To achieve this, I used Pulumi to streamline Infrastructure as Code, which made it easier to model, manage, and iterate on cloud resources as the project evolved. Wherever possible, I leveraged existing infrastructure components - such as our VPC, subnets, and security groups - instead of duplicating effort. For new requirements, I identified and provisioned the most appropriate AWS services that fit our needs, balancing performance, cost efficiency, and maintainability.

A key part of the solution was building and automating CI/CD pipelines, which allowed us to provision infrastructure, deploy updates, and run validations in a consistent and repeatable way. This gave the team confidence to roll out changes quickly while keeping downtime and risk to a minimum.

In this blog, I'll walk through the approach we took and the technical considerations behind it.

Architecture

Integrating the SDK wasn't just about plugging in a service - it required designing an infrastructure that could grow with demand, stay resilient, and remain cost-efficient. Instead of relying on a single server, we built a system that scales automatically, and ensures high availability.

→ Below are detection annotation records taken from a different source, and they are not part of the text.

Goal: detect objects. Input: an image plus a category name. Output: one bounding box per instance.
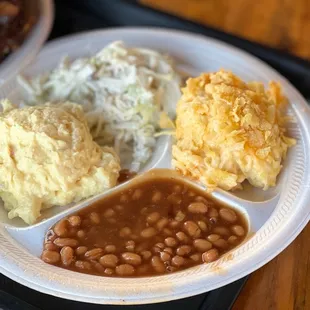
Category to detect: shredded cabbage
[18,41,181,171]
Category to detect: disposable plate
[0,28,310,304]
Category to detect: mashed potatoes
[0,100,120,224]
[172,71,295,190]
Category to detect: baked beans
[41,179,248,277]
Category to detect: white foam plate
[0,0,54,85]
[0,28,310,304]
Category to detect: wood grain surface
[140,0,310,310]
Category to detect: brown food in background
[0,0,38,62]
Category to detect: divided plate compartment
[0,28,310,304]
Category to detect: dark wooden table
[141,0,310,310]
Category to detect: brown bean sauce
[117,169,137,184]
[41,178,248,277]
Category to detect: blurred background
[139,0,310,60]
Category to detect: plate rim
[0,27,310,304]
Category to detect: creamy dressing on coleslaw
[19,42,181,171]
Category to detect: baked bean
[171,255,185,267]
[115,264,135,276]
[125,240,136,252]
[140,251,152,260]
[160,252,171,262]
[119,227,131,238]
[68,227,78,237]
[163,228,173,236]
[104,268,114,276]
[169,220,180,229]
[122,252,142,266]
[103,208,116,218]
[136,241,150,252]
[193,239,212,252]
[129,234,139,240]
[155,242,165,250]
[60,246,74,266]
[44,229,57,242]
[202,249,219,263]
[163,248,173,255]
[156,217,169,231]
[137,264,150,274]
[54,238,78,248]
[188,191,196,197]
[212,226,230,236]
[76,230,86,238]
[151,256,166,273]
[176,245,192,256]
[227,236,238,244]
[188,201,208,214]
[197,221,208,231]
[42,179,247,277]
[68,215,82,227]
[75,246,87,256]
[152,191,162,203]
[74,260,91,270]
[140,227,157,238]
[93,261,105,273]
[119,194,129,203]
[207,234,220,243]
[231,225,245,237]
[209,217,218,224]
[208,208,219,217]
[114,205,124,212]
[166,266,178,272]
[183,221,201,238]
[99,254,118,268]
[85,248,103,259]
[54,220,68,237]
[173,184,182,194]
[81,219,91,228]
[140,207,149,215]
[104,244,116,253]
[41,250,60,264]
[213,239,228,249]
[219,208,238,223]
[167,193,182,205]
[146,212,160,224]
[195,196,209,205]
[189,253,201,262]
[165,237,178,248]
[174,211,185,222]
[153,246,162,254]
[44,242,58,251]
[176,231,189,243]
[132,188,143,200]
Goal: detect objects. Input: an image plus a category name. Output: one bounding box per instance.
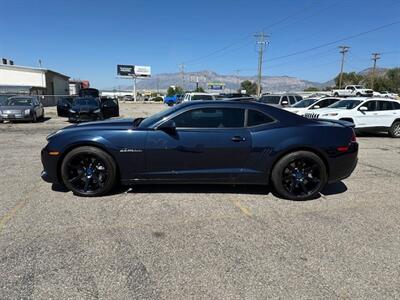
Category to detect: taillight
[350,128,357,143]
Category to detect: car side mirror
[157,120,176,133]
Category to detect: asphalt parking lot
[0,103,400,299]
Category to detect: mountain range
[107,69,384,92]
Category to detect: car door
[146,107,251,183]
[57,97,72,118]
[101,98,119,118]
[354,100,381,127]
[377,100,397,127]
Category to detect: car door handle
[231,135,246,142]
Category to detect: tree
[304,86,319,92]
[335,72,365,87]
[239,80,257,95]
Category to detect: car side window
[281,96,289,105]
[362,101,376,111]
[378,101,393,110]
[247,109,274,127]
[392,102,400,110]
[173,108,245,128]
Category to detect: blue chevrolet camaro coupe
[42,101,358,200]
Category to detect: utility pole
[179,64,185,90]
[254,32,268,97]
[235,70,242,91]
[371,53,381,90]
[339,46,350,89]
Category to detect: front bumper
[69,113,103,122]
[41,145,61,184]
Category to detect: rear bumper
[328,143,358,183]
[40,146,61,184]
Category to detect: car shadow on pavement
[321,181,347,196]
[51,181,347,200]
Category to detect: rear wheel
[389,121,400,138]
[61,146,117,197]
[271,151,327,200]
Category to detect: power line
[339,46,350,89]
[254,32,268,97]
[371,52,381,90]
[264,20,400,62]
[184,1,336,65]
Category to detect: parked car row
[57,88,119,122]
[0,96,44,123]
[303,97,400,138]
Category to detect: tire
[60,146,117,197]
[271,151,328,201]
[389,121,400,138]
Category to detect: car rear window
[259,96,281,104]
[247,109,274,127]
[192,95,213,100]
[174,108,244,128]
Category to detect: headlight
[46,129,63,140]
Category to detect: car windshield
[292,99,318,108]
[138,104,181,128]
[0,95,10,106]
[328,100,362,109]
[4,98,32,106]
[260,96,281,104]
[192,95,213,100]
[74,98,99,106]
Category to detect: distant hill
[105,71,326,92]
[107,68,394,92]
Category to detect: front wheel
[61,146,117,197]
[271,151,328,200]
[389,121,400,138]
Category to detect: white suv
[182,93,215,102]
[304,98,400,138]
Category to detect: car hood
[0,105,32,110]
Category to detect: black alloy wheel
[61,146,116,197]
[272,151,327,200]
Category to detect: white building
[0,64,69,95]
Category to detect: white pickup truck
[332,85,374,97]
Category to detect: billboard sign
[207,82,225,90]
[117,65,135,76]
[135,66,151,77]
[117,65,151,77]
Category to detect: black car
[42,101,358,200]
[57,96,119,122]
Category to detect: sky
[0,0,400,88]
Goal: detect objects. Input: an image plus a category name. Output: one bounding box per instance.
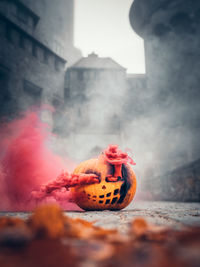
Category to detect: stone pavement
[66,201,200,232]
[0,201,200,232]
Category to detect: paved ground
[0,201,200,232]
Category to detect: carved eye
[84,169,101,182]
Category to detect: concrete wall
[21,0,81,65]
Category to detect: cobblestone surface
[0,201,200,232]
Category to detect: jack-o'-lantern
[71,145,136,210]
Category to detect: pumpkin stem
[114,164,122,178]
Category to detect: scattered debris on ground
[0,205,200,267]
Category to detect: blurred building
[130,0,200,167]
[0,0,80,120]
[62,53,127,159]
[130,0,200,201]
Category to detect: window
[6,24,12,42]
[19,35,25,49]
[78,71,83,81]
[64,87,70,100]
[44,50,49,64]
[55,58,60,70]
[24,80,42,98]
[17,7,28,24]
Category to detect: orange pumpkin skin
[71,158,137,210]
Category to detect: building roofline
[9,0,40,25]
[68,57,127,71]
[0,13,67,64]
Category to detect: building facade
[0,0,80,120]
[60,53,127,160]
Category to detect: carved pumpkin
[71,146,136,210]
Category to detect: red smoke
[0,111,78,210]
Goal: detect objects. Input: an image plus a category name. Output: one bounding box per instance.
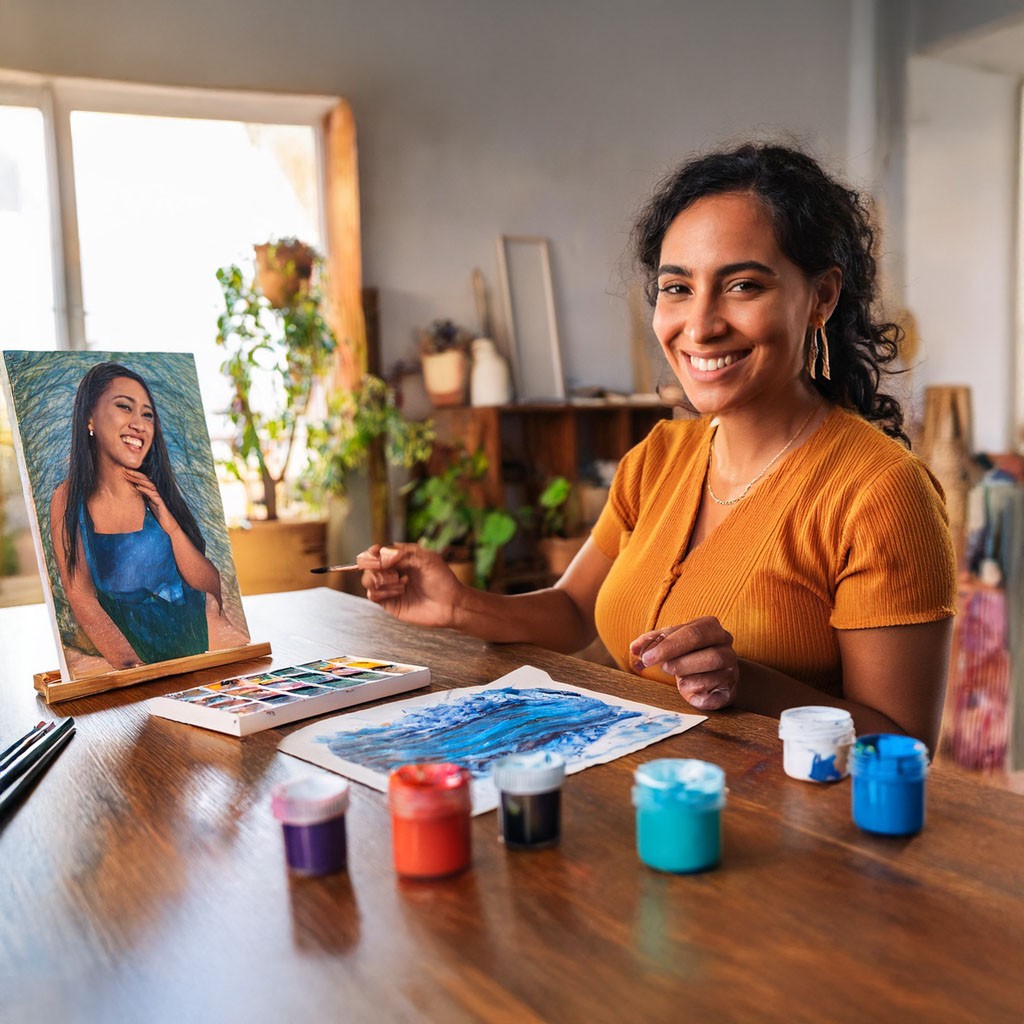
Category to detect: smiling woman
[50,362,229,669]
[357,144,956,750]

Here's how the architecture looks under the hood:

  • EC2: The SDK is packaged into Docker containers, running on Amazon EC2.
  • Auto Scaling Group: EC2 instances scale up or down automatically depending on traffic, so we only use the resources we need.
  • Load Balancer: An Application Load Balancer distributes requests evenly, keeping the service highly available.
  • RDS Instances: Amazon RDS hosts our PostgreSQL database, giving us a reliable and fully managed environment for storing sensitive verification data securely.
  • S3 Buckets: S3 buckets are used to collect the request, response, document images, metadata, session keys and challenges of the RFID chip processing.

We containerized the SDK using Docker, which makes it easy to run both the DocumentReaderAPI and FaceAPI services consistently across environments. Each EC2 instance launched by our Auto Scaling Group automatically pulls these images and starts them with a startup script defined in the launch template. EC2 instances are configured with mounted volumes for licenses and configuration files, ensuring they can be updated and managed seamlessly.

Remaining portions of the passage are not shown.